Re: [PATCH] iommu/arm-smmu-v3: Maintain valid access attributes for non-coherent SMMU

From: Robin Murphy
Date: Mon Jan 05 2026 - 11:18:32 EST


On 2026-01-05 2:53 pm, Jason Gunthorpe wrote:
On Mon, Jan 05, 2026 at 01:33:34PM +0000, Robin Murphy wrote:
The assumption is that if the SMMU is not I/O-coherent, then the Normal
Cacheable attribute will inherently degrade to a non-snooping (and thus
effectively Normal Non-Cacheable) one, as that's essentially what AXI will
do in practice, and thus the attribute doesn't actually matter all that much
in terms of functional correctness. If the SMMU _is_ capable of snooping but
is not described as such then frankly firmware is wrong.

Sadly I am aware of people doing this.. Either a HW bug or some other
weird issue forces the FW to set a non-coherent FW attribute even
though the HW is partially or fully able to process cachable AXI
attributes.

What I've seen more often is that firmware authors ignore (or don't even realise) I/O-coherency, then someone ends up trying to "fix" Linux with wacky DMA API patches when things start going wrong on mis-described hardware... Yes, they might happen to get away with it with stuff like SMMUs or Mali GPUs where a "well-behaved" driver might have control of the source attributes, but where AxCACHE/AxDOMAIN are hard-wired there's really no option other than to describe the hardware correctly, hence that should always be the primary consideration.

And as I say, if there *is* some reason to specifically avoid using certain attributes, then deliberately describing the hardware incorrectly, in the hope that OS drivers might be "well-behaved" in a way that just happens to lead to them not using those attributes, is really not a robust workaround anyway.

It is reasonable that Linux will set the attributes properly based on
what it is doing.
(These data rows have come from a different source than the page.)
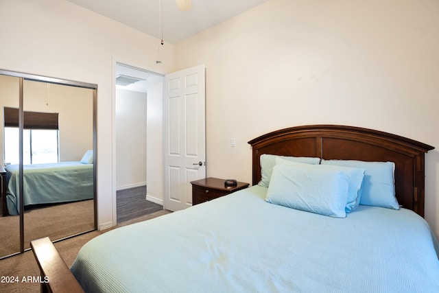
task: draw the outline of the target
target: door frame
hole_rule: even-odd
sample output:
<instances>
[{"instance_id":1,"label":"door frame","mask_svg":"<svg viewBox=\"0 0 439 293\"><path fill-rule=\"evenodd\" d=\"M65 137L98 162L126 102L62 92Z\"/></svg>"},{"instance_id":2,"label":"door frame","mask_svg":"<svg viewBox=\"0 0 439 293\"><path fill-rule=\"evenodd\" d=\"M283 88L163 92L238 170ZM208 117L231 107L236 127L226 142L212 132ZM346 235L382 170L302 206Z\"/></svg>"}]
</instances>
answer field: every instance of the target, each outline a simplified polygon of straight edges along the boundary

Setting the wrong attributes and expecting the HW to
ignore them seems like a hacky direction.

Oh, I'm not saying that we *shouldn't* set our attributes more exactly - this would still be needed for doing things the "right" way too - I just want to be very clear on the reasons why. The current assumption is not a bug per se, and although it's indeed not 100% robust, the cases where it doesn't hold are more often than not for the wrong reason. Therefore I would say doing this purely for the sake of working around bad firmware - and especially errata - is just as hacky if not more so.
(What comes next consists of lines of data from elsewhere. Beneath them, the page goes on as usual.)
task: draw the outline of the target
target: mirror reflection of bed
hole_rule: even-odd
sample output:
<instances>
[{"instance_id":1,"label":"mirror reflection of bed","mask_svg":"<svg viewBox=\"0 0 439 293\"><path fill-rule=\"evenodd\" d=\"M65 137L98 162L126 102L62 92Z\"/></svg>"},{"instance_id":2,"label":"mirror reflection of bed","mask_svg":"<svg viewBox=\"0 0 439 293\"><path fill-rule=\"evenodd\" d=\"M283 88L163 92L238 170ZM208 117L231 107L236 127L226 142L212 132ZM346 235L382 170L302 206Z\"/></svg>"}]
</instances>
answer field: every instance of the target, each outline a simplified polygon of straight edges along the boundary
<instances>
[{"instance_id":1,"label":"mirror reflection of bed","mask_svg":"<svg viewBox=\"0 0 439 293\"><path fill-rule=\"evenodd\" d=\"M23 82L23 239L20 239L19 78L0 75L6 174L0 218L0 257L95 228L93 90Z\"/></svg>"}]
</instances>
I didn't see anything in the spec that says COHACC means the memory
attributes are ignored and forced to non-coherent, even though that is
the current assumption of the driver.

It kinda works the other way round: COHACC==1 says that the Cacheability and Shareability attributes *can* be configured to snoop CPU caches (although do not have to be); therefore the "If a system does not support IO-coherent access from the SMMU, SMMU_IDR0.COHACC must be 0" case implies that the SMMU is incapable of snooping regardless of how those attributes are set, thus must at least be in a different Inner Shareability domain from the CPUs, at which point the Cacheability domains probably aren't too meaningful either. I would consider it would be unexpectedly incorrect behaviour for an SMMU reporting COHACC==0 to actually be capable of snooping.

If prople have a good reason for wanting to use a coherent SMMU
non-coherently (and/or control of allocation hints), then that should really
be some kind of driver-level option - it would need a bit of additional DMA
API work (which has been low down my to-do list for a few years now...), but
it's perfectly achievable, and I think it's still preferable to abusing the
COHACC override in firmware.

IMHO, this is a different topic, and something that will probably
become interesting this year. I'm aware of some HW/drivers that needs
optional non-coherent mappings for isochronous flows - but it is not
the DMA API that is the main issue but the page table walks :\

Hmm, yeah, potentially configuring PTW attributes for a DMA domain is something I hadn't even thought about - the DMA API aspect I mean is that in general we need some sort of DMA_ATTR_NO_SNOOP when mapping/allocating such isochronous buffers/pagetables etc., to make the DMA layer still do the cache maintenance/non-cacheable remaps despite dev_is_dma_coherent() being true.

Thanks,
Robin.